Create an instance template, which uses the startup script:

gcloud compute instance-templates create nginx-template \
--metadata-from-file startup-script=startup.sh

Create a target pool. A target pool allows a single access point to all the instances in a group and is necessary for load balancing in the future steps.

gcloud compute target-pools create nginx-pool

Create a managed instance group using the instance template:

gcloud compute instance-groups managed create nginx-group \
--base-instance-name nginx \
--size 2 \
--template nginx-template \
--target-pool nginx-pool

List the compute engine instances and you should see all of the instances created:

gcloud compute instances list

Now configure a firewall so that you can connect to the machines on port 80 via the EXTERNAL_IP addresses:

gcloud compute firewall-rules create www-firewall --allow tcp:80

Create a Network Load Balancer

Network load balancing allows you to balance the load of your systems based on incoming IP protocol data, such as address, port, and protocol type. You also get some options that are not available, with HTTP(S) load balancing. For example, you can load balance additional TCP/UDP-based protocols such as SMTP traffic. And if your application is interested in TCP-connection-related characteristics, network load balancing allows your app to inspect the packets, where HTTP(S) load balancing does not.

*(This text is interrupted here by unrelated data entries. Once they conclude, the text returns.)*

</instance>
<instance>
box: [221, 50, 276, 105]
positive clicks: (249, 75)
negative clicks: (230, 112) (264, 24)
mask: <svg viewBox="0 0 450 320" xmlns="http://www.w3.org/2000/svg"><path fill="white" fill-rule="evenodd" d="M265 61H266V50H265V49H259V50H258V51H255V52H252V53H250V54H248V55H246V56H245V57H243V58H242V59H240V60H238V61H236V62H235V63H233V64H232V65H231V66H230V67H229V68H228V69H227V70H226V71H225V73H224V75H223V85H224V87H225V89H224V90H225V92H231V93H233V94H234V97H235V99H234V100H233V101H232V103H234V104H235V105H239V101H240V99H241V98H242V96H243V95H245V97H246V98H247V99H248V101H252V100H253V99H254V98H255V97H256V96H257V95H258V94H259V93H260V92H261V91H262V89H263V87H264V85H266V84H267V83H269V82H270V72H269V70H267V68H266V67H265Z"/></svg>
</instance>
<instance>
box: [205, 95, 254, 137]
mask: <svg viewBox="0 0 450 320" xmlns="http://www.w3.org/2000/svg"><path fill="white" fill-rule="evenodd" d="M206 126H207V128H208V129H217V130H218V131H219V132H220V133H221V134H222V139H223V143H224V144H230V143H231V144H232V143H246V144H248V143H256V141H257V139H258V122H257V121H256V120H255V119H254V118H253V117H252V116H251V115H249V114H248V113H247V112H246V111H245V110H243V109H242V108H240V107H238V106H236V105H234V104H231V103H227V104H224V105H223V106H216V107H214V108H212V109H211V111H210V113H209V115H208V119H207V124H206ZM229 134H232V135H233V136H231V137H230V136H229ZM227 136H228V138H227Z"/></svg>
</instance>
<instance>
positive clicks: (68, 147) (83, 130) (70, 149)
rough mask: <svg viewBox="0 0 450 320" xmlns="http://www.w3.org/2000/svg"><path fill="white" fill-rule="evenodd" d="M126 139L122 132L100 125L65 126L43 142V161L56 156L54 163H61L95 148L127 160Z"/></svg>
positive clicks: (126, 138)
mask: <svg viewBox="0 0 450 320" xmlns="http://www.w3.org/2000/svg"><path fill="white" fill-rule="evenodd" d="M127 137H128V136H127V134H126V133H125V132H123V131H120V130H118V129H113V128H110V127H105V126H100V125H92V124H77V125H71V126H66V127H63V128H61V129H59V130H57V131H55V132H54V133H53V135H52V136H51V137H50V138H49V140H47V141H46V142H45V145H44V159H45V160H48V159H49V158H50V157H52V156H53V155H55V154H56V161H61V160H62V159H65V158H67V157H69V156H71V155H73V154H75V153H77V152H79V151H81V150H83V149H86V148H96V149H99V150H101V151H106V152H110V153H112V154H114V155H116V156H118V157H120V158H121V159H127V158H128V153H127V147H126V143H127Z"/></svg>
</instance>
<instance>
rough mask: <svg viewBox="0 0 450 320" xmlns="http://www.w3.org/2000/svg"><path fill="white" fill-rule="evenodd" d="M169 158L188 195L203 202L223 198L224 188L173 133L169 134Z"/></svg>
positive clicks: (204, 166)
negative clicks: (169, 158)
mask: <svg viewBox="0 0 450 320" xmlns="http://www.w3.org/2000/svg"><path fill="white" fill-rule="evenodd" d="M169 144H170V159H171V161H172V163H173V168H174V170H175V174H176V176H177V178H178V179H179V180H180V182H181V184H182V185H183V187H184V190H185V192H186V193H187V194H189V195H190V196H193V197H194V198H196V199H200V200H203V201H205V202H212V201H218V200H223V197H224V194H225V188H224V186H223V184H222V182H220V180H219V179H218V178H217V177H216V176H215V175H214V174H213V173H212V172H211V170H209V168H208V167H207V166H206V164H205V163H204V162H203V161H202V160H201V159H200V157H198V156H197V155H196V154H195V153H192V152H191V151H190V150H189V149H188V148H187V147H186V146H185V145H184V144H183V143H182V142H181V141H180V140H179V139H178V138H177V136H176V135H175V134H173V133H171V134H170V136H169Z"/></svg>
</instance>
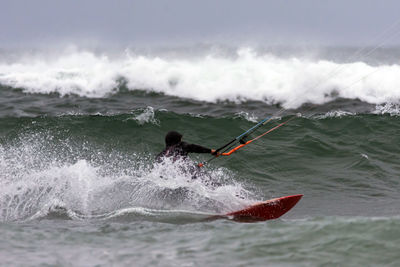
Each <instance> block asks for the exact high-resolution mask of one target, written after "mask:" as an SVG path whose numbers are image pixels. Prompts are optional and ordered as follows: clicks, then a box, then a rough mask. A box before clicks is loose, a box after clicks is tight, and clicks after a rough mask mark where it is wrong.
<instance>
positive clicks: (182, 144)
mask: <svg viewBox="0 0 400 267" xmlns="http://www.w3.org/2000/svg"><path fill="white" fill-rule="evenodd" d="M189 153H211V154H213V155H219V153H215V149H210V148H205V147H202V146H199V145H195V144H188V143H186V142H183V141H182V134H180V133H178V132H176V131H170V132H168V133H167V135H166V136H165V148H164V150H163V151H161V153H160V154H158V155H157V157H156V160H157V161H158V162H161V161H162V159H163V158H164V157H172V159H173V161H175V160H178V159H186V158H187V155H188V154H189Z"/></svg>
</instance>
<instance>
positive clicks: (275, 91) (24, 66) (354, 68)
mask: <svg viewBox="0 0 400 267" xmlns="http://www.w3.org/2000/svg"><path fill="white" fill-rule="evenodd" d="M398 77H400V65H398V64H396V65H379V66H371V65H368V64H366V63H364V62H353V63H347V64H339V63H335V62H332V61H327V60H315V59H310V60H307V59H304V58H295V57H293V58H281V57H277V56H275V55H273V54H257V53H255V52H254V51H253V50H251V49H247V48H243V49H239V50H238V51H237V55H236V56H226V55H224V56H218V55H213V54H210V55H208V56H207V55H205V56H203V57H183V56H176V57H166V56H158V57H157V56H146V55H140V54H132V53H130V52H129V51H128V52H126V54H125V55H124V56H122V57H119V58H117V57H110V56H107V55H96V54H94V53H92V52H88V51H79V50H73V51H68V52H65V53H61V54H60V55H59V56H57V57H54V56H53V57H52V58H45V57H35V58H34V57H32V58H30V57H26V56H25V57H24V58H22V59H20V60H14V61H13V62H11V63H10V62H9V61H7V62H5V61H4V62H0V83H1V84H3V85H7V86H11V87H15V88H23V90H24V91H25V92H28V93H42V94H48V93H52V92H57V93H59V94H60V95H67V94H77V95H80V96H85V97H105V96H107V95H108V94H113V93H115V92H116V91H117V89H116V88H118V84H119V81H121V78H123V80H125V81H126V86H127V88H128V90H137V89H142V90H145V91H152V92H159V93H164V94H167V95H172V96H178V97H184V98H190V99H194V100H200V101H209V102H216V101H218V100H229V101H236V102H237V101H246V100H256V101H265V102H268V103H277V102H279V103H282V104H283V105H284V107H286V108H295V107H298V106H300V105H301V104H304V103H307V102H311V103H317V104H322V103H325V102H327V101H330V100H332V99H334V98H336V97H343V98H350V99H360V100H362V101H365V102H368V103H374V104H383V103H386V102H392V103H396V102H399V100H400V90H399V88H400V80H399V79H398Z"/></svg>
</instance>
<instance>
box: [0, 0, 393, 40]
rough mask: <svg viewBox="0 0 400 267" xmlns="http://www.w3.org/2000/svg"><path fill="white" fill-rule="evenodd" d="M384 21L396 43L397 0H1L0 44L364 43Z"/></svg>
mask: <svg viewBox="0 0 400 267" xmlns="http://www.w3.org/2000/svg"><path fill="white" fill-rule="evenodd" d="M396 22H398V24H397V25H396V26H397V27H395V28H390V26H391V25H393V24H394V23H396ZM390 29H392V32H389V34H388V35H387V38H385V41H387V44H389V45H400V1H398V0H397V1H395V0H386V1H383V0H335V1H331V0H304V1H303V0H293V1H284V0H276V1H269V0H259V1H257V0H242V1H235V0H219V1H218V0H197V1H192V0H176V1H174V0H169V1H168V0H159V1H155V0H143V1H128V0H108V1H106V0H69V1H62V0H25V1H21V0H2V1H1V8H0V46H13V45H21V44H24V45H29V44H41V43H42V44H43V43H63V42H66V43H67V42H73V43H78V44H79V43H85V42H99V43H103V44H114V45H115V44H116V45H135V44H137V45H146V44H152V45H154V44H155V45H157V44H160V45H163V44H178V45H179V44H188V43H212V42H219V43H227V44H230V43H233V44H235V43H236V44H237V43H246V42H247V43H248V42H250V43H258V44H263V43H264V44H286V45H296V44H301V45H304V44H311V45H321V44H322V45H365V44H376V43H379V42H381V41H382V40H383V39H380V38H378V39H377V38H376V37H377V35H379V34H382V33H385V32H384V31H385V30H390ZM395 30H397V31H395ZM394 33H396V34H394Z"/></svg>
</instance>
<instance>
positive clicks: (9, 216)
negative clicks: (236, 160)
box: [0, 133, 254, 222]
mask: <svg viewBox="0 0 400 267" xmlns="http://www.w3.org/2000/svg"><path fill="white" fill-rule="evenodd" d="M57 143H58V144H59V145H57ZM83 146H85V147H86V148H89V154H90V156H89V157H88V155H86V154H85V153H84V150H85V149H84V148H83ZM0 152H1V153H0V167H1V172H0V188H1V191H0V206H1V207H2V208H1V209H0V222H1V221H21V220H30V219H36V218H42V217H44V216H47V215H48V214H51V213H59V212H61V213H63V212H64V214H66V216H68V217H69V218H71V219H96V218H98V219H109V218H113V217H115V216H117V217H118V214H119V212H118V211H124V210H126V209H128V210H131V211H132V212H133V213H134V214H142V215H145V213H146V212H147V213H148V212H151V211H152V210H153V211H155V210H175V211H176V210H185V211H187V212H206V213H218V212H227V211H232V210H235V209H238V208H239V207H243V206H245V205H246V204H249V203H251V202H252V201H254V200H252V199H251V198H250V197H249V196H250V195H251V193H250V192H249V191H247V190H246V189H244V188H243V186H242V185H241V184H240V183H237V182H235V181H234V180H233V179H230V178H229V177H231V176H230V174H229V172H228V171H227V170H225V169H218V168H217V169H215V170H210V169H208V170H207V172H206V173H199V174H198V175H197V179H194V180H193V179H192V173H193V168H195V167H194V163H193V162H192V163H190V164H187V163H184V162H174V163H172V162H168V161H167V162H166V163H165V164H156V165H155V166H153V165H152V164H151V163H149V160H147V159H145V160H144V158H145V157H144V156H143V155H142V156H140V157H139V156H135V155H133V156H132V155H125V154H124V155H119V154H112V153H111V154H110V153H106V154H107V156H105V157H103V156H104V155H103V153H102V152H101V149H100V150H99V149H96V148H93V147H90V145H89V144H87V143H84V144H82V145H79V144H77V143H76V142H71V143H70V142H68V141H66V140H64V141H61V140H55V138H54V137H53V136H51V135H49V134H44V133H42V134H35V135H24V136H23V137H21V140H20V141H18V142H16V143H15V144H13V145H10V146H1V145H0ZM89 158H90V159H89ZM211 177H212V178H211ZM215 183H218V184H215ZM142 210H145V211H146V212H145V213H143V212H141V211H142ZM138 211H139V213H138ZM157 214H159V212H153V217H154V216H155V217H157V216H158V215H157ZM133 217H134V216H133Z"/></svg>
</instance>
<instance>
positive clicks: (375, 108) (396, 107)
mask: <svg viewBox="0 0 400 267" xmlns="http://www.w3.org/2000/svg"><path fill="white" fill-rule="evenodd" d="M373 113H375V114H379V115H383V114H389V115H391V116H398V115H400V104H394V103H385V104H384V105H376V107H375V111H374V112H373Z"/></svg>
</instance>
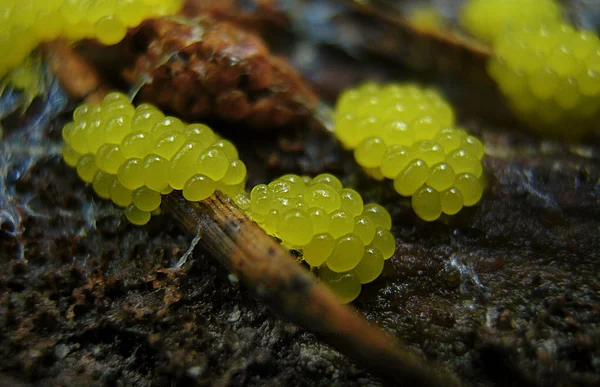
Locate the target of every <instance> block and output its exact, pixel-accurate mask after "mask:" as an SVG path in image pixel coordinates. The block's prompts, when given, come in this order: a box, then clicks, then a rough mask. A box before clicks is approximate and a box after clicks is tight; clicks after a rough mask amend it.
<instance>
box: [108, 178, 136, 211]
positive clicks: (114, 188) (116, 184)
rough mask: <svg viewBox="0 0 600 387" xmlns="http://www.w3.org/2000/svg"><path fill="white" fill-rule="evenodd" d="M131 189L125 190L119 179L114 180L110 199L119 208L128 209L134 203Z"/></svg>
mask: <svg viewBox="0 0 600 387" xmlns="http://www.w3.org/2000/svg"><path fill="white" fill-rule="evenodd" d="M132 193H133V192H132V191H131V190H130V189H127V188H125V187H124V186H123V185H122V184H121V183H120V182H119V180H118V179H114V180H113V184H112V186H111V188H110V199H111V200H112V201H113V203H115V204H116V205H117V206H119V207H127V206H128V205H130V204H131V203H132V202H133V195H132Z"/></svg>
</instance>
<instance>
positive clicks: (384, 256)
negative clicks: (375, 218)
mask: <svg viewBox="0 0 600 387" xmlns="http://www.w3.org/2000/svg"><path fill="white" fill-rule="evenodd" d="M369 246H370V247H373V248H376V249H377V250H379V251H380V252H381V255H382V256H383V259H389V258H391V257H392V255H394V253H395V252H396V240H395V239H394V236H393V235H392V233H391V232H389V231H388V230H386V229H383V228H377V230H376V231H375V236H374V237H373V241H372V242H371V244H370V245H369Z"/></svg>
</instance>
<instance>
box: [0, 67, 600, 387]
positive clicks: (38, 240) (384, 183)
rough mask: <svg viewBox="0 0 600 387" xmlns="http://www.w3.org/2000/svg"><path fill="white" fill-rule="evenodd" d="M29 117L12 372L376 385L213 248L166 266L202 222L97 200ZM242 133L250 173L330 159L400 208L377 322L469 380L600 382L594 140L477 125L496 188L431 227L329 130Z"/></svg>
mask: <svg viewBox="0 0 600 387" xmlns="http://www.w3.org/2000/svg"><path fill="white" fill-rule="evenodd" d="M329 65H330V66H334V65H337V66H338V67H337V68H338V69H339V68H343V69H350V70H353V71H354V70H356V69H360V68H365V67H360V66H361V63H360V62H352V61H349V60H347V59H345V60H343V61H341V62H335V61H334V62H329ZM373 65H374V64H373V62H371V63H369V66H373ZM369 68H373V67H369ZM332 69H334V67H330V69H329V71H330V74H333V73H335V71H333V70H332ZM350 70H348V71H350ZM357 71H358V70H357ZM342 74H344V73H342ZM340 83H341V82H340ZM332 94H335V93H334V92H332ZM460 107H462V108H463V109H465V110H466V109H468V107H469V106H460ZM2 108H3V107H2ZM47 110H48V111H50V110H52V109H47ZM62 118H63V119H64V118H66V115H65V116H64V117H62ZM15 121H16V122H21V123H22V121H21V120H16V119H14V117H13V119H11V120H7V121H3V124H4V127H5V131H4V136H3V138H2V142H0V193H1V195H0V356H1V357H2V359H3V361H2V362H1V363H0V381H2V383H13V382H14V383H13V385H18V384H19V383H22V384H28V383H32V384H44V383H45V384H79V385H89V384H103V383H105V384H116V383H120V384H124V385H171V384H173V383H177V382H179V383H185V382H188V383H192V384H196V385H250V386H258V385H271V386H279V385H302V386H305V385H320V386H329V385H332V384H333V385H380V383H381V382H380V381H378V380H376V379H375V378H373V377H372V376H370V375H369V374H368V373H366V372H365V371H364V370H362V369H361V368H360V367H357V366H356V365H352V364H351V363H350V362H349V361H348V360H347V359H345V358H344V357H343V356H341V355H340V354H339V353H337V352H335V351H333V350H331V349H329V348H327V347H326V346H324V345H323V344H320V343H319V342H317V341H316V340H315V338H314V336H312V335H311V334H308V333H306V332H304V331H303V330H300V329H298V328H296V327H294V326H293V325H291V324H288V323H286V322H284V321H282V320H281V319H280V318H278V317H277V316H275V315H274V314H273V313H272V312H270V311H269V310H266V309H265V308H264V306H263V305H261V304H260V303H257V302H256V301H254V300H253V299H252V298H251V297H250V295H249V294H248V292H247V291H245V289H243V288H240V287H239V286H238V285H236V284H235V282H232V281H231V279H229V278H228V274H227V272H226V271H224V270H223V269H221V268H220V267H219V266H218V264H217V263H216V262H214V261H213V260H212V259H211V257H210V256H208V255H207V254H204V253H203V252H202V251H201V250H197V251H195V253H194V255H193V259H192V260H190V264H189V266H185V267H184V268H182V269H180V270H172V269H169V268H171V267H173V266H174V265H175V263H176V262H177V260H178V259H179V258H180V257H181V255H182V254H183V253H184V252H185V250H186V249H187V247H188V245H189V242H190V240H189V238H188V237H186V236H185V235H183V234H182V233H181V231H180V230H178V229H177V228H176V227H175V225H174V224H173V223H172V222H171V221H169V220H168V219H167V218H165V217H154V218H153V219H152V220H151V221H150V223H149V224H148V225H146V226H145V227H142V228H139V227H135V226H132V225H130V224H128V222H127V221H126V220H125V218H124V216H123V214H122V212H121V211H120V210H118V209H117V208H116V207H113V206H112V205H111V204H110V203H109V202H107V201H103V200H98V199H97V198H96V197H95V196H94V194H93V190H92V189H91V188H90V187H86V186H85V185H84V184H83V183H81V182H80V180H79V179H78V178H77V176H76V174H75V173H74V172H73V170H72V169H70V168H68V167H66V166H65V165H63V164H62V163H61V162H60V161H59V149H58V141H59V138H60V128H61V127H62V126H61V125H60V123H59V122H53V123H52V124H48V125H45V124H44V125H39V124H37V123H36V122H37V121H36V122H34V120H29V121H25V122H26V123H28V130H19V129H14V128H15V125H16V123H15ZM59 121H60V118H59ZM459 121H462V119H461V118H460V117H459ZM226 129H227V131H225V130H226ZM237 129H238V128H225V127H223V134H226V135H228V137H229V138H231V139H232V140H233V141H234V142H235V143H236V145H238V147H239V151H240V157H241V158H242V159H243V160H244V161H245V162H246V163H247V165H248V174H249V176H248V177H249V183H250V184H256V183H261V182H267V181H269V180H270V179H271V178H273V177H276V176H279V175H281V174H283V173H288V172H295V173H308V174H316V173H319V172H323V171H327V172H332V173H335V174H338V175H340V176H341V177H342V178H343V179H342V180H343V183H344V184H345V185H347V186H352V187H354V188H355V189H357V191H358V192H360V193H361V195H363V197H364V198H365V201H378V202H379V203H382V204H383V205H384V206H385V207H386V208H387V209H388V210H389V211H390V213H391V215H392V221H393V228H392V231H393V232H394V235H395V236H396V242H397V245H398V246H399V248H398V250H397V252H396V254H395V255H394V256H393V257H392V258H391V259H390V260H388V261H387V263H386V266H385V268H384V272H383V274H382V276H381V277H380V278H378V279H377V280H376V281H375V282H374V283H372V284H369V285H366V286H364V289H363V292H362V294H361V296H360V297H359V298H358V300H357V301H356V302H355V305H356V306H357V307H358V308H359V310H360V311H361V312H362V313H364V314H365V315H366V316H367V317H368V318H369V319H370V320H371V321H374V322H376V323H378V324H380V325H381V326H382V327H384V328H385V329H386V330H388V331H389V332H390V333H391V334H393V335H395V336H397V337H400V338H402V339H404V340H406V341H407V342H409V343H410V344H411V345H412V346H413V347H415V348H417V349H418V350H420V351H422V352H423V353H424V354H425V355H426V356H427V357H428V358H430V359H437V360H439V361H440V362H442V363H443V364H446V365H447V366H448V367H449V368H451V369H453V370H455V371H456V372H457V373H458V374H459V375H460V376H461V377H462V379H463V380H464V381H465V384H477V385H483V386H491V385H509V384H511V385H533V386H548V385H583V386H595V385H598V384H599V383H600V376H599V375H600V330H599V328H598V327H599V324H600V296H598V294H599V291H600V280H599V278H598V273H599V272H600V262H599V261H598V251H600V234H599V232H598V231H599V228H600V223H599V220H598V219H600V185H599V182H600V167H599V165H600V162H599V160H600V145H599V144H600V141H599V140H598V137H597V136H595V137H594V136H592V137H591V139H590V140H589V142H588V144H587V145H584V146H575V145H564V144H561V143H558V142H550V141H541V140H538V139H536V138H534V137H531V136H529V135H525V134H522V133H520V132H518V131H516V130H514V129H513V128H510V127H495V128H494V127H490V125H489V124H487V123H486V122H485V121H470V122H468V125H466V129H468V130H471V131H473V133H474V134H476V135H477V136H478V137H479V138H481V139H482V141H483V142H484V144H485V145H486V147H487V152H488V155H487V156H486V158H485V159H484V173H485V175H486V176H487V181H488V189H487V190H486V192H485V193H484V196H483V199H482V200H481V202H480V204H479V205H477V206H475V207H473V208H471V209H469V210H467V211H464V212H462V213H460V214H459V215H458V216H456V217H454V218H453V219H452V220H450V219H448V220H442V221H438V222H434V223H425V222H422V221H419V219H418V218H417V217H416V216H415V215H414V214H413V212H412V210H411V208H410V203H408V202H402V201H399V199H398V197H397V195H395V194H394V192H393V190H392V188H391V187H390V186H389V185H388V183H373V181H372V180H371V179H369V178H368V177H366V176H365V175H363V174H362V172H361V171H360V169H359V168H358V167H357V166H356V165H355V164H354V162H353V161H352V155H351V154H349V153H347V152H344V151H343V150H342V149H341V148H340V147H339V146H338V145H336V144H335V142H334V141H333V139H332V138H331V137H330V136H328V135H327V134H325V133H320V132H317V131H311V130H307V131H305V132H298V133H296V132H287V133H282V134H276V135H268V136H262V135H259V136H257V135H256V134H255V133H254V132H250V131H249V130H248V131H245V130H244V131H239V130H237ZM250 133H252V134H250ZM231 134H234V135H231Z"/></svg>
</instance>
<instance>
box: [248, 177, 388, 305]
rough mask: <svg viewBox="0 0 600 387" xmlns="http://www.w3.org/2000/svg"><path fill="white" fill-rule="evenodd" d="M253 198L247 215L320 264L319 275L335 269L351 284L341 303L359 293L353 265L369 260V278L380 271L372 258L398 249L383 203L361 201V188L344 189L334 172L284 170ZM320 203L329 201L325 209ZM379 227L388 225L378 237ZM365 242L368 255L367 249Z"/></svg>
mask: <svg viewBox="0 0 600 387" xmlns="http://www.w3.org/2000/svg"><path fill="white" fill-rule="evenodd" d="M332 198H333V199H332ZM249 201H250V205H249V206H248V214H249V215H250V217H251V218H252V219H254V220H255V221H256V222H257V223H258V224H259V225H260V226H261V227H263V229H264V230H265V231H266V232H267V233H269V234H272V235H274V236H276V237H278V238H279V239H281V240H282V243H283V245H284V246H286V247H289V248H293V249H296V250H298V251H300V252H301V253H302V257H303V260H304V261H305V262H306V263H307V264H308V265H310V266H311V267H318V268H319V270H318V273H319V276H321V274H320V273H330V274H331V273H333V274H332V275H333V277H331V278H335V279H336V280H335V281H334V282H333V283H335V284H345V285H343V286H346V285H348V286H350V288H349V290H348V289H346V290H348V291H346V290H344V289H338V290H341V291H342V293H341V294H342V296H343V300H342V301H343V302H350V301H352V300H353V299H354V297H356V296H358V294H359V293H360V283H361V281H360V280H358V276H357V273H356V272H355V271H354V269H355V267H357V266H358V265H359V264H360V263H361V260H362V259H363V258H364V259H366V261H365V263H364V264H363V266H362V267H363V269H362V270H363V271H362V272H361V274H362V275H363V276H362V280H363V281H364V282H365V283H366V282H369V281H371V280H374V279H375V278H376V277H377V276H378V275H379V273H380V271H379V269H378V268H377V266H378V264H377V262H376V259H375V260H374V261H373V262H371V261H370V260H371V259H372V258H373V257H375V258H376V257H378V256H379V257H381V261H383V257H384V255H385V258H389V257H390V256H391V255H392V254H393V252H394V250H395V246H396V244H395V240H394V238H393V237H391V238H390V236H391V234H390V233H389V231H387V230H386V229H385V228H388V229H389V228H390V227H391V217H390V215H389V214H388V212H387V211H386V210H385V208H384V207H381V206H379V205H376V204H367V205H365V204H363V200H362V197H361V196H360V194H359V193H358V192H356V191H355V190H353V189H350V188H344V187H343V185H342V183H341V181H340V180H339V179H338V178H336V177H335V176H333V175H331V174H322V175H318V176H315V177H314V178H312V179H311V178H309V177H307V176H303V177H301V176H297V175H284V176H281V177H280V178H278V179H275V180H273V181H272V182H270V183H269V184H268V185H266V184H259V185H257V186H255V187H254V188H253V189H252V191H251V193H250V198H249ZM236 202H237V201H236ZM321 206H327V210H326V209H325V208H322V207H321ZM377 227H384V228H382V229H381V230H383V232H380V235H379V237H378V238H376V233H377V230H378V229H377ZM385 232H387V234H386V233H385ZM367 247H368V248H369V249H370V250H369V254H366V253H365V251H366V250H365V249H367ZM379 248H383V249H384V251H383V252H382V251H379ZM390 249H391V250H392V251H391V252H390ZM372 256H373V257H372ZM338 279H343V281H341V282H340V281H337V280H338ZM321 280H322V281H323V282H324V283H325V282H327V281H326V280H325V278H321ZM331 285H332V283H328V286H330V287H331ZM332 290H333V289H332ZM334 291H335V292H337V291H336V290H334Z"/></svg>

Create an L3 network load balancer targeting your instance group:

gcloud compute forwarding-rules create nginx-lb \
--region us-central1 \
--ports=80 \
--target-pool nginx-pool

List all Google Compute Engine forwarding rules in your project.

gcloud compute forwarding-rules list

Create a HTTP(s) Load Balancer

HTTP(S) load balancing provides global load balancing for HTTP(S) requests destined for your instances. You can configure URL rules that route some URLs to one set of instances and route other URLs to other instances. Requests are always routed to the instance group that is closest to the user, provided that group has enough capacity and is appropriate for the request. If the closest group does not have enough capacity, the request is sent to the closest group that does have capacity.

First, create a health check. Health checks verify that the instance is responding to HTTP or HTTPS traffic:

gcloud compute http-health-checks create http-basic-check

Define an HTTP service and map a port name to the relevant port for the instance group. Now the load balancing service can forward traffic to the named port:

gcloud compute instance-groups managed \
set-named-ports nginx-group \
--named-ports http:80

Create a backend service:

gcloud compute backend-services create nginx-backend \
--protocol HTTP --http-health-checks http-basic-check --global

Add the instance group into the backend service:

gcloud compute backend-services add-backend nginx-backend \
--instance-group nginx-group \
--instance-group-zone us-central1-a \
--global

Create a default URL map that directs all incoming requests to all your instances:

gcloud compute url-maps create web-map \
--default-service nginx-backend

Create a target HTTP proxy to route requests to your URL map:

gcloud compute target-http-proxies create http-lb-proxy \
--url-map web-map

Create a global forwarding rule to handle and route incoming requests. A forwarding rule sends traffic to a specific target HTTP or HTTPS proxy depending on the IP address, IP protocol, and port specified. The global forwarding rule does not support multiple ports.

gcloud compute forwarding-rules create http-content-rule \
--global \
--target-http-proxy http-lb-proxy \
--ports 80

After creating the global forwarding rule, it can take several minutes for your configuration to propagate.